Dear Tom, You might look into getting an inexpensive Cypress PSoC5_LP development board such as the CY8KIT-059. Can't beat the price. Then use PSoC Creator software (no charge from Cypress) to drag an I2S component onto your Top Design along with a DMA and even a FIR Filter component. Then use the MCU component to write your FFT code. It will take a learning curve to get this going in the software but it would be a very compact one-stop solution -- truly a System on Chip. Cypress has an active user forum with lots of participation. For inputs you can get some tiny MEMS microphones from Adafruit with digital output.

Your sample rate of 2MHz seems out of reach for these devices but I doubt that a sound card gave you that range either.
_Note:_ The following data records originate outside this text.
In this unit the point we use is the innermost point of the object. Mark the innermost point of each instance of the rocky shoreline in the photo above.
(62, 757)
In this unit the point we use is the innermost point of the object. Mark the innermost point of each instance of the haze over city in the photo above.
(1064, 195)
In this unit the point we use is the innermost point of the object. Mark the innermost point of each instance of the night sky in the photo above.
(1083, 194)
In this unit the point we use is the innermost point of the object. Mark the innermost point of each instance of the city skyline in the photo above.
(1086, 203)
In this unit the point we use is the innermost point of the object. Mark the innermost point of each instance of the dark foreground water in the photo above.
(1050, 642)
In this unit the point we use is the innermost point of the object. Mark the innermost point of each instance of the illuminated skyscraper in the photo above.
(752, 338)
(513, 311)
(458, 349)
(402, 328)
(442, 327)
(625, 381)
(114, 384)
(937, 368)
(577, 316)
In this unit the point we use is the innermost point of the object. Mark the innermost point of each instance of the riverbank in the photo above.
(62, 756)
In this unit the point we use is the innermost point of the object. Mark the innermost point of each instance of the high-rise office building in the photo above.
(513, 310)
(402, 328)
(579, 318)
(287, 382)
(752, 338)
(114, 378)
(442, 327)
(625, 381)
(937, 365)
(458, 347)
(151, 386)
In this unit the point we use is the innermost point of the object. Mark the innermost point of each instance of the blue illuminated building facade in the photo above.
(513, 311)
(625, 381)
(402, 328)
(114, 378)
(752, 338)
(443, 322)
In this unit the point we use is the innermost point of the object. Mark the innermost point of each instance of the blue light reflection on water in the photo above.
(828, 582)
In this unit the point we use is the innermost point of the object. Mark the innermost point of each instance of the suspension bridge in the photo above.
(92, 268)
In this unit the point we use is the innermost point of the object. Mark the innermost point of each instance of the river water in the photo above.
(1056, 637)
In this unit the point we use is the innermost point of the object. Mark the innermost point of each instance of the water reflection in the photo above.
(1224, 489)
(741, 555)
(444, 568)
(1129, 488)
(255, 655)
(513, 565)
The I2S interface lets you interleave two channels and the PSoC supports up to 64-bit resolution.

Jerry Cogswell

[ - ]
Reply by tomb18November 1, 2017

Well I have made progress.  When I use a device that is sampling at 2,000,000 samples a second I need to downconvert it to 48000 samples per second to get it to work.  Now I found this out by fluke.  
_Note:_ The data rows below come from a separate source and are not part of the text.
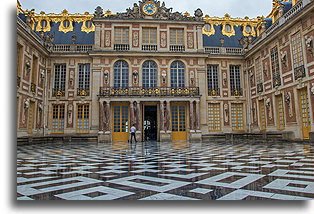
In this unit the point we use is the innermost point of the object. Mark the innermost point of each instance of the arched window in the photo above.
(177, 74)
(149, 71)
(121, 74)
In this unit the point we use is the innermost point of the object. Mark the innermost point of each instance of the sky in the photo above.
(235, 8)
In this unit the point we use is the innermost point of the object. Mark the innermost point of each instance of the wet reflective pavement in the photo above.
(166, 171)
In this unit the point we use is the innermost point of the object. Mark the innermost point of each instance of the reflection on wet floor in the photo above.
(247, 170)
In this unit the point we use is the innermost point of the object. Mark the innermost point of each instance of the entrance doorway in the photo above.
(150, 123)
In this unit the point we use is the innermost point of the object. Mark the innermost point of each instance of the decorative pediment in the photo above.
(151, 9)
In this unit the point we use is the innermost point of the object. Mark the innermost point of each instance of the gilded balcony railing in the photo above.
(177, 48)
(121, 47)
(82, 92)
(237, 92)
(214, 92)
(299, 72)
(149, 92)
(57, 92)
(33, 87)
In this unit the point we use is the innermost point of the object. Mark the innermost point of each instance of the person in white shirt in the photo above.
(133, 130)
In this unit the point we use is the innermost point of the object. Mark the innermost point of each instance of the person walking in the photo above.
(133, 131)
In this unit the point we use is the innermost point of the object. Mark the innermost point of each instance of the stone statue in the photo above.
(98, 12)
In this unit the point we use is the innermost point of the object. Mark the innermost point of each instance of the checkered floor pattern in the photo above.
(166, 171)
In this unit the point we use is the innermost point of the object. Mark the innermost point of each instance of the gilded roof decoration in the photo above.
(65, 19)
(151, 9)
(245, 22)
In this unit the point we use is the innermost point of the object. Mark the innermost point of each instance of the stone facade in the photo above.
(69, 88)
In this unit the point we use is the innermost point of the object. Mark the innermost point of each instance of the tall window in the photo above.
(149, 36)
(212, 80)
(82, 118)
(177, 74)
(235, 80)
(60, 74)
(275, 67)
(176, 36)
(297, 50)
(121, 35)
(19, 59)
(149, 72)
(58, 118)
(84, 76)
(280, 112)
(214, 118)
(258, 69)
(34, 69)
(237, 116)
(121, 74)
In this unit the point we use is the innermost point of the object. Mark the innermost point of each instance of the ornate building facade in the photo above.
(174, 76)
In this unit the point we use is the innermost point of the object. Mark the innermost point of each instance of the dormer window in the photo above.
(43, 23)
(207, 27)
(88, 24)
(248, 29)
(228, 28)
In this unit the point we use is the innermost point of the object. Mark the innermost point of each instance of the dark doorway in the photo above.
(150, 122)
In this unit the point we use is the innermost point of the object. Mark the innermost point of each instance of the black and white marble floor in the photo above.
(166, 171)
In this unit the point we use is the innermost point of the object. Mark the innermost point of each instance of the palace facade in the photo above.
(175, 76)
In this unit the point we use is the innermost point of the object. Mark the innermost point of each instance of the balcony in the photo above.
(149, 47)
(149, 92)
(72, 48)
(299, 72)
(121, 47)
(33, 88)
(177, 48)
(214, 92)
(260, 87)
(83, 92)
(237, 92)
(57, 92)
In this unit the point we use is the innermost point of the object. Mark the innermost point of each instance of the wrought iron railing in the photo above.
(276, 80)
(237, 92)
(214, 92)
(299, 72)
(72, 48)
(33, 87)
(177, 48)
(121, 47)
(57, 92)
(83, 92)
(260, 87)
(149, 92)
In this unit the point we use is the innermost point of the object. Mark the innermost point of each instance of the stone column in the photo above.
(197, 115)
(107, 117)
(192, 115)
(101, 116)
(162, 118)
(131, 113)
I can send the data packets down to my audio output processing at 48kHz instead of 2MHz.  When I do this, the data is sent out through the audio out correctly but at a rate of 48,000/2,000,000 of the speed of the real time data.  The packets just back up...so if I stop the data acquisition the sound output continues until all the remaining packets are gone.
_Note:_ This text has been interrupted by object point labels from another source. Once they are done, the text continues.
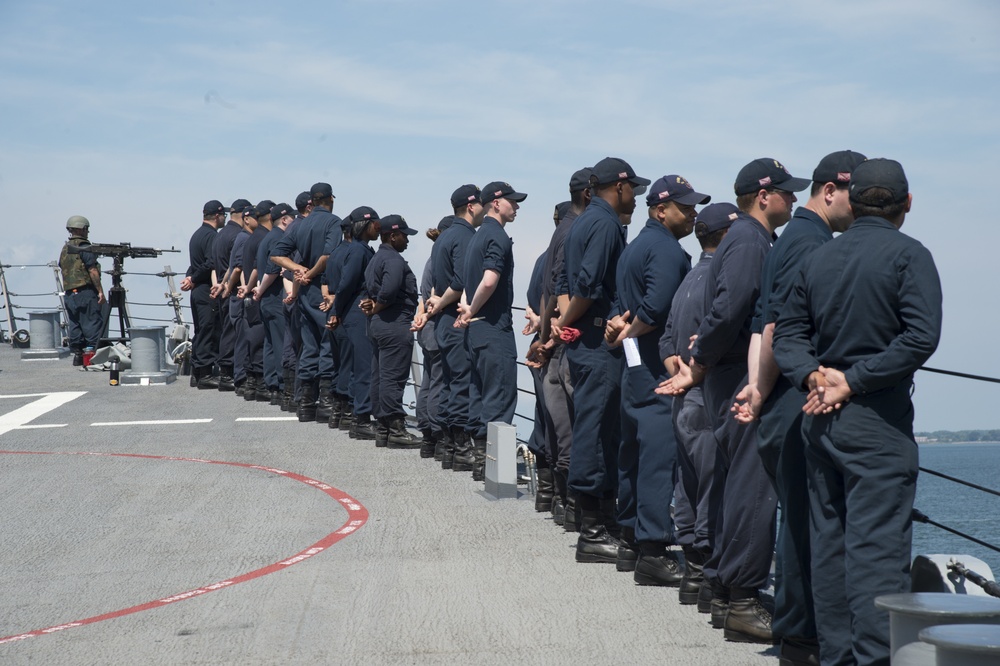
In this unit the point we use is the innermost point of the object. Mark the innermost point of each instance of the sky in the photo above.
(136, 114)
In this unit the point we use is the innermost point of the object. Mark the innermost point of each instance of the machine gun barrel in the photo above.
(120, 250)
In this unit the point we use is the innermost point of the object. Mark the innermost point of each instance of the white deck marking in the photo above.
(46, 403)
(165, 422)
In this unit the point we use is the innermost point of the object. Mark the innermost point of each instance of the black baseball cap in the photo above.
(279, 211)
(675, 188)
(767, 173)
(240, 205)
(580, 180)
(396, 223)
(321, 191)
(214, 207)
(880, 172)
(464, 195)
(837, 167)
(715, 217)
(612, 169)
(500, 190)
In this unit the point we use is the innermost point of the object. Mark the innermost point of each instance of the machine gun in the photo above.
(116, 295)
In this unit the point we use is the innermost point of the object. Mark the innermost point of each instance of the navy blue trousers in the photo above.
(455, 409)
(647, 457)
(205, 346)
(392, 350)
(596, 375)
(355, 324)
(862, 466)
(782, 451)
(85, 318)
(494, 375)
(272, 312)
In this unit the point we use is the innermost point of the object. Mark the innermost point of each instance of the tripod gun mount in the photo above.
(116, 295)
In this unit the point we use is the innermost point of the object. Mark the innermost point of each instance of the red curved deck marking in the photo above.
(357, 516)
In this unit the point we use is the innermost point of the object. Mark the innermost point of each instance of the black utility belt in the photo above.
(76, 290)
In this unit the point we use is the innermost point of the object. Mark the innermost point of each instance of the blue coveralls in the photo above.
(251, 308)
(389, 280)
(314, 237)
(237, 313)
(696, 445)
(432, 382)
(869, 304)
(350, 290)
(779, 434)
(592, 250)
(272, 311)
(341, 342)
(649, 272)
(491, 333)
(221, 250)
(204, 308)
(447, 265)
(744, 545)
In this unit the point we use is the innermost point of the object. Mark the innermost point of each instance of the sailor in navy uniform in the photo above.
(649, 272)
(391, 305)
(865, 315)
(489, 294)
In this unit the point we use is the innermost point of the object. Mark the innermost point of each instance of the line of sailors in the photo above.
(672, 405)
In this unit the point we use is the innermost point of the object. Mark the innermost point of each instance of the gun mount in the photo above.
(116, 294)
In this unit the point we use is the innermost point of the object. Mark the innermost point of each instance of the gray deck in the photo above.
(437, 575)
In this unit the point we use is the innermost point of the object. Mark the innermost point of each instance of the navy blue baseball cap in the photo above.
(214, 207)
(837, 167)
(580, 180)
(500, 190)
(715, 217)
(464, 195)
(675, 188)
(281, 210)
(880, 172)
(396, 223)
(612, 169)
(767, 173)
(321, 191)
(240, 205)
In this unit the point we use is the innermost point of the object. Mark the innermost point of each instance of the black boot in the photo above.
(263, 393)
(545, 490)
(226, 383)
(288, 394)
(595, 543)
(479, 452)
(628, 553)
(428, 443)
(324, 406)
(250, 387)
(571, 519)
(382, 432)
(464, 458)
(307, 403)
(657, 566)
(694, 564)
(444, 446)
(362, 427)
(399, 436)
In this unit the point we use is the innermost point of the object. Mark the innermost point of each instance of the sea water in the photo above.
(965, 509)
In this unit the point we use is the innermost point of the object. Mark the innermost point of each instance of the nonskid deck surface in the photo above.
(310, 548)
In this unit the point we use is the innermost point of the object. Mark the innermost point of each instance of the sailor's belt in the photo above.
(77, 290)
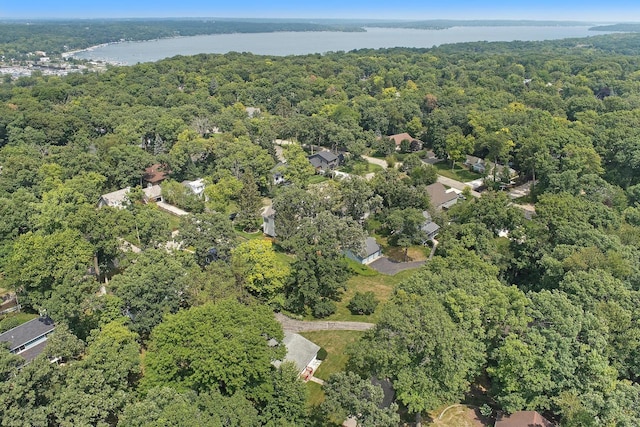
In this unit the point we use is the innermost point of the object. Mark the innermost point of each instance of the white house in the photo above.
(302, 352)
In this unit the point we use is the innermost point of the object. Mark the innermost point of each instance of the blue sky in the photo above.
(611, 10)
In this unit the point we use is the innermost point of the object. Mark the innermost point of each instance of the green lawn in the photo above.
(335, 342)
(12, 320)
(382, 287)
(317, 179)
(459, 173)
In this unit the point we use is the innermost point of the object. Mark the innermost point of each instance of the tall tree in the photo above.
(222, 346)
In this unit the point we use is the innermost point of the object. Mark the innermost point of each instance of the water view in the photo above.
(300, 43)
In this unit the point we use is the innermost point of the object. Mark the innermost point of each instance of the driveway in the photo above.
(385, 266)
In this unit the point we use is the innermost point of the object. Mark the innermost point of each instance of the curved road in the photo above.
(292, 325)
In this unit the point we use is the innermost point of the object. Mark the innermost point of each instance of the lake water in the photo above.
(300, 43)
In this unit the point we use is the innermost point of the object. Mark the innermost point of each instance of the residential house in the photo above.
(119, 200)
(414, 144)
(475, 163)
(372, 252)
(324, 161)
(277, 173)
(429, 227)
(302, 352)
(431, 158)
(155, 174)
(152, 193)
(523, 419)
(440, 197)
(268, 221)
(196, 187)
(28, 340)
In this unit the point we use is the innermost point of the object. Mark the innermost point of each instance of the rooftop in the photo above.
(22, 334)
(300, 350)
(523, 419)
(438, 194)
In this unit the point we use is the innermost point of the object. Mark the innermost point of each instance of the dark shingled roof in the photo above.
(523, 419)
(26, 332)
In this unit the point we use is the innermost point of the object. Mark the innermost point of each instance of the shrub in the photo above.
(324, 308)
(363, 303)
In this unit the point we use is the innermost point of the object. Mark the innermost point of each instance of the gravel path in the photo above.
(293, 325)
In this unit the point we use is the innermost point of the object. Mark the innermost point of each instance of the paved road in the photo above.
(456, 184)
(293, 325)
(385, 266)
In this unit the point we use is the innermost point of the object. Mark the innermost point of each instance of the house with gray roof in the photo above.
(441, 198)
(324, 161)
(28, 340)
(429, 227)
(301, 352)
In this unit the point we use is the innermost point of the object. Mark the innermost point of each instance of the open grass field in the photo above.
(459, 173)
(458, 416)
(335, 342)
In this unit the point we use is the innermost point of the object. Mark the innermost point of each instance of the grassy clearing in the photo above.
(458, 416)
(317, 179)
(459, 173)
(396, 253)
(315, 395)
(335, 342)
(382, 287)
(12, 320)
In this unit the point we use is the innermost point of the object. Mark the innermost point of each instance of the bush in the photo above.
(363, 303)
(324, 308)
(322, 354)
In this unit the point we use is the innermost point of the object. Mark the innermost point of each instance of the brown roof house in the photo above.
(523, 419)
(440, 197)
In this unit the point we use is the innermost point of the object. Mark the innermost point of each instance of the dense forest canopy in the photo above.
(542, 314)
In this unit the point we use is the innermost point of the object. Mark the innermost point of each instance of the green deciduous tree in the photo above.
(259, 270)
(349, 396)
(222, 346)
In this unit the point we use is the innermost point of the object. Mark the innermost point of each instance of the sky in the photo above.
(574, 10)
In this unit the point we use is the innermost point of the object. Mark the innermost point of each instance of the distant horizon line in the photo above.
(361, 20)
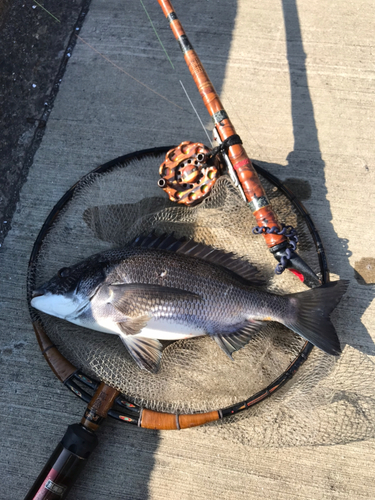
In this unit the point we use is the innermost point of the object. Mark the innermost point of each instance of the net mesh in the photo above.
(108, 210)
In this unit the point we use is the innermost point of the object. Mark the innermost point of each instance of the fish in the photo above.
(162, 288)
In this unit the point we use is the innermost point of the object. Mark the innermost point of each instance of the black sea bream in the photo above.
(159, 288)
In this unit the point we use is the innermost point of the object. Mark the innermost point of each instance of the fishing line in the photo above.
(128, 74)
(116, 66)
(156, 33)
(48, 12)
(182, 85)
(196, 112)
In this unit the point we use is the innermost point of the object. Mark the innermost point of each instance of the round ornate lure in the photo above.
(188, 173)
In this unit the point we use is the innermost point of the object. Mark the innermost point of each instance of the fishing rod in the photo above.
(184, 164)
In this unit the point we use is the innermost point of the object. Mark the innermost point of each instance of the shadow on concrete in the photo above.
(306, 157)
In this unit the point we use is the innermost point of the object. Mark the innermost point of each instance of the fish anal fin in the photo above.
(232, 342)
(145, 352)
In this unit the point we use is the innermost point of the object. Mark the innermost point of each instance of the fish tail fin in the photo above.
(311, 315)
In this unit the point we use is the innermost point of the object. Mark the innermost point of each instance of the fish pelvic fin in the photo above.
(145, 352)
(311, 311)
(232, 342)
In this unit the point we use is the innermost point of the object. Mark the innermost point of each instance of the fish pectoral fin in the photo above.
(126, 296)
(232, 342)
(132, 326)
(145, 352)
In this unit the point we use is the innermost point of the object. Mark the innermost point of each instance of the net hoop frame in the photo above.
(122, 409)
So instead what I have to do is resample the data so that the data is now at 48kHz instead of 2MHz.

Now, I have no tools in my app to do this in the time domain but I do in the frequency domain.  So I will ask this question in a new thread.


[ - ]
Reply by chalilNovember 1, 2017

looks like, you're assuming L&R can be directly be used as I&Q - not explicitly made any statement about this in your mail - you may want to validate this assumption. 

if you really want to take the advantages of I&Q for your signal processing, they are really need to be orthogonal. typically, the I&Q are obtained by mixing the input with code and sin respectively and then sub-sampled/filtered. once you have this, you can feed this signal to an FFT as complex as you are attempting in #3.